Whatever Putin decides to do, he has the forces in place for a major attack and could quickly ramp up his forces for a deeper assault on Ukraine, say Western officials. Russia began massing troops along the borders with Ukraine last year and by December around 100,000 had been deployed, according to U.S. and Ukrainian intelligence assessments. 

 

Artillery, advanced weapons systems and armor have also been deployed, and so, too, have field hospitals and the logistics needed to support tactical battle groups. 

Western military officials estimate Russia would need around 175,000 troops to mount a huge assault and some Ukrainian intelligence officials suggest that number may have been reached. Their U.S. counterparts say the force numbers are still below 175,000. But Antony Blinken, the U.S. secretary of state, said Thursday that Putin had “plans in place to increase that force even more on very short notice.” 

 

Midweek the Kremlin was reported to have moved some forces within 30 kilometers of Ukraine’s border in Belarus. The Kremlin says the forces are taking part in joint military drills with their Belarusian allies, but that places a sizable Russian force just 80 kilometers from the Ukrainian capital. It is large enough to cut off the bulk of Ukraine’s land forces, which are stationed along the frontlines in the Donbass region of eastern Ukraine. 

The Russian military has overwhelming superiority over Ukraine’s armed forces. Ukraine has around 209,000 troops on active service compared to Russia’s 900,000; and Ukraine’s reserve forces number 900,000, while Russia has 2 million. 

 

Ukraine’s annual military expenditure is $4.3 billion, while Russia’s spending is $43.2 billion.
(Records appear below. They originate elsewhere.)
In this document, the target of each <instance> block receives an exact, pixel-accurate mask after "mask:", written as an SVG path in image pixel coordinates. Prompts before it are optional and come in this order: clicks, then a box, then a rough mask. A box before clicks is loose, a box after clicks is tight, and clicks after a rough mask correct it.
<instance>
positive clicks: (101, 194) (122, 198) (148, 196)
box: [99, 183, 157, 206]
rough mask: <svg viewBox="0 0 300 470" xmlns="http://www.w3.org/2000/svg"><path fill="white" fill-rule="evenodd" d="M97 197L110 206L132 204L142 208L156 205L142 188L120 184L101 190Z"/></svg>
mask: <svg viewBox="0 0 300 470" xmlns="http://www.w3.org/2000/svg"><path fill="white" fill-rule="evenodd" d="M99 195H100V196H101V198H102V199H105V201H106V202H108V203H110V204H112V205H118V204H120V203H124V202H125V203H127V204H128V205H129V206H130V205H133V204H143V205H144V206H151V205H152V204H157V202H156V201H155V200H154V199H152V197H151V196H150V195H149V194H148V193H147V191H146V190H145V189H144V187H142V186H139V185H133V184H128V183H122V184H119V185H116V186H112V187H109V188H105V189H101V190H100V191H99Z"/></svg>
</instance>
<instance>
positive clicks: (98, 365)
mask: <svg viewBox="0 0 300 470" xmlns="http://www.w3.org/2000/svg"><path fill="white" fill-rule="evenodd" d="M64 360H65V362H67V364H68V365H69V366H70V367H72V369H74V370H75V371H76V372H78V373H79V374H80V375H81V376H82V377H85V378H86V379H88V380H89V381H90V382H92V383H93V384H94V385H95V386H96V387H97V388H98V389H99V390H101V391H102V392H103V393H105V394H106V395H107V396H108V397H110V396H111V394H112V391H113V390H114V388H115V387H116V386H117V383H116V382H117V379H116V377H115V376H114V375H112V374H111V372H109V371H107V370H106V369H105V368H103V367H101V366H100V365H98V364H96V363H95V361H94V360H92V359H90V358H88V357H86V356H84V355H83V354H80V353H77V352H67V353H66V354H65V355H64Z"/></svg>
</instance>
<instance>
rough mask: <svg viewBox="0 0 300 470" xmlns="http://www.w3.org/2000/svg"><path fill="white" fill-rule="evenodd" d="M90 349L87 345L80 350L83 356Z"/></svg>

Russia has 2,840 tanks compared to Ukraine’s 858; and 4,648 artillery pieces compared to 1,818. The massive advantage continues when it comes to combat aircraft — 1,160 compared to 125. All the figures come from the International Institute for Strategic Studies, a British-based research organization that publishes an annual report on the composition of global military forces. 

If the Kremlin does decide to attack, the operation at its most limited would likely be a repeat of 2014, when Russia annexed Crimea and seized Donetsk and Luhansk, using mainly armed proxies. “Russian forces could expand the fighting in Donbass to draw Ukraine into a conventional conflict,” warned Neil Melvin of the Royal United Services Institute, a defense policy group in London.

Others assess Putin’s ambitions may be bigger.

“Putin has begun exploring coercive options beyond the annexation of Crimea and occupation of the Donbass, neither of which has given him what he wants,” according to Michael Kimmage and Liana Fix of the German Marshall Fund, a Washington, D.C.-based research organization.

Their assessment: “Perhaps war is the course Putin has already chosen. If so, it cannot be a minor war. A minimal objective would be to topple the Ukrainian government — not necessarily through overt military force — and to install a puppet leader. A more ambitious objective would be to divide the country in two, with the line between Russia and a rump Ukrainian state one of Putin’s choosing. The most expansive goal would be to conquer Ukraine entirely and then either to occupy it or to demand that its independence be negotiated on Putin’s terms.”